Whether you run recreationally or professionally, chances are you will get injured from time to time. It may be something as harmless as a sprained ankle or muscle soreness from not taking the time to warm up or cool down properly, or it may be a more serious ligament injury.
In either case, you will want to recover as fast as possible, not only to get back on the track but to return to a pain-free life.
So, here are six science-backed ways to get well faster.
You don’t need us to tell you that sleep is a vital component of recovery. Without it, your strength and stamina will suffer, and you will certainly need more time to heal.
Adults will need around 7 hours of sleep. When you are injured, try to get at least 8. You can also consider adding afternoon naps into your routine, as they can give you a mood and energy boost, as long as you keep them under 20 minutes.
Alongside sleep, our bodies need protein to repair the damage we have done. This is true when we are at our healthiest and when we are in recovery.
Getting enough protein will ensure there is no muscle breakdown, as your body has all the building blocks it needs to heal.
Add more calcium and vitamins C and D to your diet, too. They will work together to improve bone health and immune system as well as your metabolic health. All that together will definitely speed up your recovery.
Stay hydrated and drink more water than you usually do. It will ensure all the nutrients are absorbed in a more timely manner and that they can get to where they are needed the most.
Stretch More Often
Regular stretching can not only prevent injury but also help you recover faster and feel more at home in your body while you’re unable to run.
It will improve your blood flow, ensuring all the required nutrients are delivered to the injury site and that your body has all the prerequisites for repair.
Make sure you only do light, gentle stretches. Based on the severity of your injury and your doctor’s recommendations, you may want to keep a certain part of your body immobilized and stretch other muscles to get your circulation going.
Try Cold Therapy
Cold therapy can help reduce swelling and pain, which will lead to faster recovery too, as you’ll be feeling stronger mentally and emotionally.

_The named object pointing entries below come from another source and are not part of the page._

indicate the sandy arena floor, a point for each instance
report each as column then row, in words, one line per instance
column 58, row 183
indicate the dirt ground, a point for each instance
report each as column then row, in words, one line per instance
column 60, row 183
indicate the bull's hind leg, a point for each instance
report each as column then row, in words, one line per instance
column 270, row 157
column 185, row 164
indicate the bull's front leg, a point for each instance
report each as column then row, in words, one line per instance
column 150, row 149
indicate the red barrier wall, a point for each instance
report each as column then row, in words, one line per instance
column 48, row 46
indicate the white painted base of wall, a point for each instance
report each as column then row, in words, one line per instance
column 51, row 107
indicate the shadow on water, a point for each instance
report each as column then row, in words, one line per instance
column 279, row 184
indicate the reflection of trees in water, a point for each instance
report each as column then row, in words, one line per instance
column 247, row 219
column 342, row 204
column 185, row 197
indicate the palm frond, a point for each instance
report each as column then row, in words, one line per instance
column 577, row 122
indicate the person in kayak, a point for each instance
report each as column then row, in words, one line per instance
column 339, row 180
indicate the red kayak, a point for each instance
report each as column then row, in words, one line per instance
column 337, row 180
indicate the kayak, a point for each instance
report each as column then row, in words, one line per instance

You can apply it locally to the injury, wait until you can’t take the cold anymore, and then let your body naturally warm up. As your blood starts to pump, you will experience relief.

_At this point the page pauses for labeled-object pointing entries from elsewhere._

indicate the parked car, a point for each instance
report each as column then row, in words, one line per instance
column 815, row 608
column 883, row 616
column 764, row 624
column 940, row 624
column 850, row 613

You can also get yourself a cold plunge tub and start practicing cold baths. They will help reduce pain and inflammation, but they also have a positive effect on your mental health and immune system.
Work on Your Mental Health
Recovery is often as much about the mind as it is about the body. If you are feeling tense or facing any other mental challenges, you will need more time to heal.
Since running is a great way to keep mental health in check and combat anxiety, stress, and procrastination, when you can’t run, it’s only to be expected that you will start to feel blue.
Accept that this is perfectly normal, but also make sure to work on getting better mentally. Find time for your hobbies, spend more time with people who leave you feeling positive, and adopt an entirely positive mindset. Rather than a setback, try to view the injury as a chance to do something different.
Don’t Run Too Soon
A lot of runners prolong their recovery times by starting to run too soon. They exacerbate their injury and do themselves much more harm than good.
Instead of hitting the track too soon, give yourself some extra time. How soon is too soon will depend on the severity of the injury, but a good rule of thumb is not to try running until there is no more pain. Don’t try to shake it off or run through it. It won’t help.
You can do other physical activities while you can’t run, provided that they don’t involve extensive use of the injured limb. You can play table tennis or foosball, for example. While certainly not nearly as cardio-intensive, they are still a great way to move a bit and work on your mental health.
Recovering from an injury is always a pain in the neck. If you stick to this very basic yet scientifically proven advice, you can expect to be breaking personal bests in the near future. Patience is a virtue, so cut yourself some slack and adopt a positive outlook. It will do you a world of good.